Secretário da Casa Civil de Witzel, André Moura ressaltou que há necessidade de o dinheiro disponibilizado em caso de emergência

Por PALOMA SAVEDRA

À frente da Secretaria da Casa Civil, André Moura tem sido responsável pelas articulações políticas do governo Witzel
À frente da Secretaria da Casa Civil, André Moura tem sido responsável pelas articulações políticas do governo Witzel -
O pacote com os 16 projetos que desvinculam 100% das verbas dos fundos estaduais chegou na quinta-feira à Assembleia Legislativa do Rio (Alerj).
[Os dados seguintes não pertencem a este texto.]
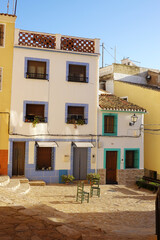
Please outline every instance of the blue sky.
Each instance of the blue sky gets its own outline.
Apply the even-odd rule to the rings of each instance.
[[[0,12],[6,12],[7,2],[0,0]],[[159,11],[160,0],[18,0],[16,27],[100,38],[113,56],[116,46],[118,63],[129,57],[139,66],[160,69]],[[107,51],[106,65],[114,61]]]

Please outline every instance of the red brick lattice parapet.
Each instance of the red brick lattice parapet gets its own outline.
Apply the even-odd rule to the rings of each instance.
[[[20,32],[18,45],[55,49],[56,37],[52,35]]]
[[[87,39],[61,37],[61,50],[94,53],[95,43]]]

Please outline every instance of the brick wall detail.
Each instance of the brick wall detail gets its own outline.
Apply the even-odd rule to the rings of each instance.
[[[8,174],[8,150],[0,150],[0,175]]]

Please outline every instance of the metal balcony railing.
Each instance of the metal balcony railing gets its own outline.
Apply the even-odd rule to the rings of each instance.
[[[68,75],[69,82],[87,82],[88,77],[84,76],[76,76],[76,75]]]

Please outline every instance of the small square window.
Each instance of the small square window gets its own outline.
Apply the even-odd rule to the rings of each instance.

E, segundo o secretário da Casa Civil, André Moura, as propostas são importantes para garantir, em caso de emergência, o pagamento da folha salarial. Os textos preveem a transferência de todo o dinheiro existente até 31 de dezembro nessas reservas ao caixa do Tesouro estadual. 
"A ideia é ter a possibilidade de desvincular 100%, mas não significa que vamos desvincular tudo, ou que vamos congelar todo o investimento nessas áreas (às quais os fundos são relacionados). Mas é importante ter esses recursos para, em caso de necessidade, pagar os salários de servidores, por exemplo", declarou Moura.
Ao todo, foram apresentados 14 projetos de lei, um projeto de lei complementar e uma proposta de emenda constitucional (PEC). Agora, o presidente da Alerj, Andre Ceciliano (PT), quer correr com as votações dos textos, e também com a proposta de Lei Orçamentária Anual (LOA) de 2020 — que deverá ser analisada no plenário antes do pacote dos fundos.
Ceciliano já anunciou ontem que, para agilizar as votações, serão realizadas oito sessões extraordinárias na segunda-feira, a partir de 14h30, para discussão dos textos e abertura do prazo de recebimento de emendas.
“Vamos discutir os projetos, exceto a PEC, que passará pela comissão de emendas constitucionais, onde receberá parecer pela admissibilidade”, disse Ceciliano à coluna.
A ideia é que os projetos sejam votados na semana seguinte, a tempo de os recursos sejam remanejados para os cofres do estado.
Percentual deve ser reduzido entre 30% a 50%
O líder do governo, Márcio Pacheco (PSC), e outros deputados da base aliada trabalham nas articulações para aprovar os textos. Mas o percentual de desvinculação proposto pelo governador Wilson Witzel (de 100%) não deve receber apoio da maioria dos parlamentares.
O que se fala nos corredores da Assembleia Legislativa é em reduzir esse remanejamento de verbas em torno de 30% a 50%.
"Se aprovarmos a desvinculação de 30%, será sem ‘briga’. E 50% podem ser aprovados com muita ‘ briga’”, opinou o presidente da Alerj.